Gaza Exile: 7 Heartbreaking Truths Behind One Woman’s Powerful Fight to Keep Home Alive

One year after escaping Gaza, journalist Noor Harazeen embodies the anguish of over 100,000 displaced Palestinians in Egypt. While physically safe, she’s consumed by survivor’s guilt, knowing her extended family and colleagues endure starvation and relentless bombardment back home. Her days are haunted by Gaza’s devastation, a torment shared by thousands who fled yet remain psychologically trapped there. Their sole focus is the Rafah border’s reopening—even returning to rubble and tents feels preferable to exile.

Noor tends a pot of Gazan sage (meramie), its scent a fragile tether to a homeland slipping further away. Stories of families fleeing past Israeli tanks and corpses mirror her grandmother’s Nakba trauma, deepening her fear this exile may become permanent. Ceasefire talks offer no solace; only the chance to walk home, however broken, sustains their hope.

Gaza Exile: 7 Heartbreaking Truths Behind One Woman’s Powerful Fight to Keep Home Alive
Gaza Exile: 7 Heartbreaking Truths Behind One Woman’s Powerful Fight to Keep Home Alive

Gaza Exile: 7 Heartbreaking Truths Behind One Woman’s Powerful Fight to Keep Home Alive

In a Cairo apartment, Palestinian journalist Noor Harazeen tends to a pot of sage—meramie in her dialect. Its earthy fragrance is a time machine. For a breath, she’s back in Gaza: sipping tea with family, hearing streets buzz with life, feeling the sun on the Mediterranean shore. Then reality returns. It’s been a year since she fled Israeli bombardment through the Rafah border. A year of safety in Egypt. A year of survivor’s guilt.  

The Weight of Survival 

Noor’s voice tightens as she speaks. “I live here while my family, friends, and colleagues starve under bombs. Moving on? Impossible.” She’s among over 100,000 Gazans who escaped to Egypt, grateful for refuge yet tormented by what—and who—they left behind. Their shared existence is a paradox: relief for their own safety, anguish for those still trapped.  

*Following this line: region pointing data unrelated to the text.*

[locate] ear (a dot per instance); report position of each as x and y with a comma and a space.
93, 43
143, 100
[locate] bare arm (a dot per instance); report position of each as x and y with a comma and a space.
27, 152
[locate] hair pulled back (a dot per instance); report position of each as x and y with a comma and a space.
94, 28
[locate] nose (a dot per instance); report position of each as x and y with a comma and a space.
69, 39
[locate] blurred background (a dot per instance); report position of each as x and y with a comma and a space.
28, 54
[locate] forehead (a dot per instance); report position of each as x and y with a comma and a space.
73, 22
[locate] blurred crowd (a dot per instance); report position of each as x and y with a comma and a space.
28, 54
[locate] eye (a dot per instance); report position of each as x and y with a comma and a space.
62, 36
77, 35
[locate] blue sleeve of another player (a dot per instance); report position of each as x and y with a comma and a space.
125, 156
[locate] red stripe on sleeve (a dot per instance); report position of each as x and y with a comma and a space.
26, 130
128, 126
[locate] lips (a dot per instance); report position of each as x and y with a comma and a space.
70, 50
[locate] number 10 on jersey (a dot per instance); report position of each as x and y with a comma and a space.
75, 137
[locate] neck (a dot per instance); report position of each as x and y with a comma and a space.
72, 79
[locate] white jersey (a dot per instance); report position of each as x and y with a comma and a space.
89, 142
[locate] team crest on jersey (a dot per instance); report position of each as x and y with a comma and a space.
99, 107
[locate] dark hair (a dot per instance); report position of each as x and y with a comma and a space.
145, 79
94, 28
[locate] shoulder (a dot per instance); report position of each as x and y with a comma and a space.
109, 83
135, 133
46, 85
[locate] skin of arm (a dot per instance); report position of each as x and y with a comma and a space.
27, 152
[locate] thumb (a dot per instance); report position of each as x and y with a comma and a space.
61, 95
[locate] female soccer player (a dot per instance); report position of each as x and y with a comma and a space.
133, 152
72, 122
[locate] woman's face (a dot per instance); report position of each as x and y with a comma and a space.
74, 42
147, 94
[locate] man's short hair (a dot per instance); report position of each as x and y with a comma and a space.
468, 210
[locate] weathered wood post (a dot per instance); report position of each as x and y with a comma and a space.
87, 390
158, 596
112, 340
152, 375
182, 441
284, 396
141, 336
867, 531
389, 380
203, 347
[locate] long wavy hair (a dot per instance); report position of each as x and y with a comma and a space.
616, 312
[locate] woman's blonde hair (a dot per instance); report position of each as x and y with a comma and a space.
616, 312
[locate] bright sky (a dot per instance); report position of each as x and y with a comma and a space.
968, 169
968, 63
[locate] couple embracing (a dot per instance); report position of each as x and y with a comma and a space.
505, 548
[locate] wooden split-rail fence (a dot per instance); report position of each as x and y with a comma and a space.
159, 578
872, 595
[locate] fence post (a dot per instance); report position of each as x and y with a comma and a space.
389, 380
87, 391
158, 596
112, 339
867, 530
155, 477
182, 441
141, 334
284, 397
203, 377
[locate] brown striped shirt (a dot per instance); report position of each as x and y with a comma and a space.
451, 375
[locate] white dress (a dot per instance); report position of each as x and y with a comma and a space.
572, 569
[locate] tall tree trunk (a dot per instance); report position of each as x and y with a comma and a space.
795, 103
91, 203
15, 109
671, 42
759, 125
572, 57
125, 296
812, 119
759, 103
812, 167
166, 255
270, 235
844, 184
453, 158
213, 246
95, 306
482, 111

The Ghosts of the Exodus Road 

Her reporting takes her to Al-Bureij refugee camp’s gates, where families recently walked for hours under scorching sun to reach southern Gaza. “They passed Israeli tanks on both sides,” Noor recounts. “Walking past corpses, terrified.” The echoes of her grandmother’s Nakba stories haunt her: “Will my exile become another ‘Catastrophe’?”  

The Border That Governs Hope 

Ceasefire talks flicker and fade. For Noor and thousands like her, only one question matters: When will Rafah reopen? Even returning to rubble and tents, she insists, would heal the heart. “We know homes are gone. We’d fight for flour, water, Wi-Fi. But we’d be home.”  

A Pot of Sage, a Pact with Memory 

The meramie plant is Noor’s rebellion against despair. It anchors her when Gaza’s trauma floods her days—from waking thoughts to nightmares. “This smell is my childhood,” she says. It’s also a promise: her children will know where they come from, even if home remains out of reach.  

The Unanswered Question 

As truce negotiations stall, the border’s fate hangs in limbo. Will Israel control it? Will Egypt? For Noor, geopolitics crystallizes into a single ache: “I refuse to believe I won’t return.” Her sage grows stubbornly in Cairo’s soil, a fragile but tenacious symbol of resilience. Like 100,000 displaced Gazans, she waits. Not for normalcy, but for the right to walk back into the broken heart of home.